Pulmonary valve defects

Pulmonary stenosis

Pulmonary artery stenosis (narrowing) can be caused by isolated valvular, subvalvular or peripheral obstruction, and also occurs in combination with more severe congenital heart defects.

Pulmonary stenosis with an isolated valve occurs in 8-12% of cases of congenital heart defects in children. Subvalvular stenosis can result in a funnel-shaped appearance of the artery and is often found in children with a normal pulmonary valve. This condition may be caused by tetralogy of Fallot.

Peripheral narrowing of the pulmonary artery can lead to obstruction at the level of the main pulmonary artery, at the bifurcation, or in more distal branches. In some places, there is difficult patency, but stenosis can be caused by other congenital cardiac anomalies, for example, a ventricular septal defect or patent ductus arteriosus, etc.

Stenosis can be diagnosed in utero or shortly after birth. Critical narrowing of the pulmonary artery is considered potentially dangerous for newborns.

Ultrasound imaging of the heart during pregnancy may show isolated valve stenosis due to abnormal thickening or bicuspidity of the valve. Also, with the help of ultrasound, the doctor can detect stenosis caused by rubella infection during fetal development or accompanied by other congenital anomalies, such as tetralogy of Fallot or Noonan syndrome.

In infants, the condition is usually diagnosed by the presence of systolic murmurs while listening to the lungs with a phonendoscope.

Symptoms and diagnosis of pulmonary artery stenosis

Symptoms of stenosis depend on the severity of the pathology. The mild form may be asymptomatic; a more severe form of the pathology may cause the following symptoms:

dyspnea
chest pain
fainting during exercise
causeless fainting

Soft pulmonary systolic murmurs are heard when the child is lying down, but such murmurs can also be heard in healthy children and may be associated with physiological changes in the respiratory system.

Diagnosis of pulmonary artery stenosis may consist of the following procedures:

echocardiography – allows you to confirm the presence of a valve defect;
ECG - shows the presence of ventricular hypertrophy, right atrium and other abnormalities in the physiology of the heart;
angiography allows you to confirm the diagnosis and is often prescribed to children with multiple cardiac anomalies;
A chest x-ray allows the doctor to determine the enlargement of the right ventricle and atrium.
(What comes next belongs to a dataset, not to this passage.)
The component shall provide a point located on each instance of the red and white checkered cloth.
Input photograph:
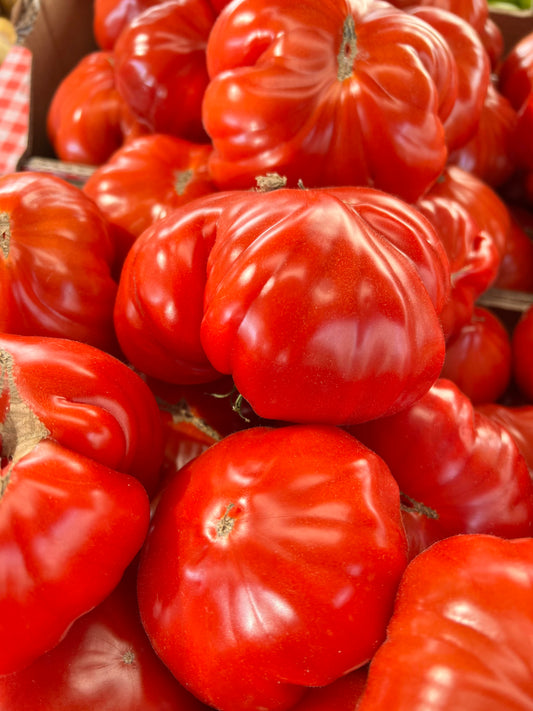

Treatment of pulmonary stenosis

Initial treatment of critical heart disease in a newborn includes general resuscitation and medications to dilate the ductus arteriosus. In the absence of pathological symptoms and the blood pressure in the right ventricle is less than 60 mm Hg. Art. The child is seen by a cardiologist every 1-2 years. These routine examinations include ECG, echocardiography and chest x-ray.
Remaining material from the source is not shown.